I took a roll of Fomapan Classic 100 along with my Pentax ZX10 35mm film camera and headed downtown to meet my friend Gabrielle for a quick lunchtime photoshoot. The fact that it was midday did not go unnoticed, and was actually the point of the shoot. I wanted to see how well the film would react in such high contrast situations.
While we did shoot some photos with the sun in play, I also took a handful of shots using available shade to even out the light on her face. The preferred way to do portrait photography on a sunny day would be to seek out shade and shadow areas to place your subject, so the light is even on their body and especially their face. But if you want to get creative, or use high-key lighting directly from the sun, you can certainly break some rules and have some fun with it as well. That's what we did on this particular day using the black and white film.

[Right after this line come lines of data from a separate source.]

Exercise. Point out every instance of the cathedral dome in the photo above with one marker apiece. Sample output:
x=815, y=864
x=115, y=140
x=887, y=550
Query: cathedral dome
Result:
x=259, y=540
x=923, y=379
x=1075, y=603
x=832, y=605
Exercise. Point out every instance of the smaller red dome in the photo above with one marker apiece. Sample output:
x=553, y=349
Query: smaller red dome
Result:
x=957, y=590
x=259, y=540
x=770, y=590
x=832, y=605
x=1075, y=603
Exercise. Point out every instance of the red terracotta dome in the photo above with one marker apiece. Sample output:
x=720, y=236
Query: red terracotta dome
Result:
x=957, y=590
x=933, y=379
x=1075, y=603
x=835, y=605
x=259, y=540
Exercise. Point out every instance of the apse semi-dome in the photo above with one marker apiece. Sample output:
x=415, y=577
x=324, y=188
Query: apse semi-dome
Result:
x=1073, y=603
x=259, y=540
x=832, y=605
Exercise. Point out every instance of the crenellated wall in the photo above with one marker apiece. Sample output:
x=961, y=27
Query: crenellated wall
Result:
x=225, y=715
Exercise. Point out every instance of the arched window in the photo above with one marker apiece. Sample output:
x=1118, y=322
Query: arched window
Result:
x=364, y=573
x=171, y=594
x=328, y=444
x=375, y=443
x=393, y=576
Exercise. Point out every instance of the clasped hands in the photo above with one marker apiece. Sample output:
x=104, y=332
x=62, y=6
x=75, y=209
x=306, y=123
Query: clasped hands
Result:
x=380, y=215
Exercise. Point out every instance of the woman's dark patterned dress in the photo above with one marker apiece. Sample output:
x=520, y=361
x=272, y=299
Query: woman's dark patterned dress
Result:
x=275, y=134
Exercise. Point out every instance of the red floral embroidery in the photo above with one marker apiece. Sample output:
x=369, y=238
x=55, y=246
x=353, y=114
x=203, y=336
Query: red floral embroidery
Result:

Out of the 24 exposures there were about a dozen good shots, with the other half either a bit soft in the focusing, or a little under-exposed. But enough came out crisp and sharp that I was happy with both the camera and the film. The Fomapan Classic 100 was a bit flat, which some may find preferable. I like contrast, natural if possible, though it's easy enough to add in post since I edit and catalog everything in Lightroom.
I used Kodak HC-110 @68' F for about 7 minutes, and was fairly pleased with the results. Some of the photos were a bit soft in the focus, but I'm not sure if I had the AutoFocus set on pinpoint or area-auto, which would explain the 'out of focus' shots on the bench toward the end of the video.
The grain was as would be expected for 100 ISO film, fine but noticeable, as it should be. There were no outstanding negatives to this film, other than it was a bit flat with not much contrast. However, again, I don't know if this is due to developing process, or the film characteristics itself.
I will be using more Fomapan 100 Classic both for portrait and landscape work to continue the comparison's and reviews. I will also be reviewing Kentmere and Arista EDU Ultra, and making comparisons between the inexpensive black and white films easily available on the market.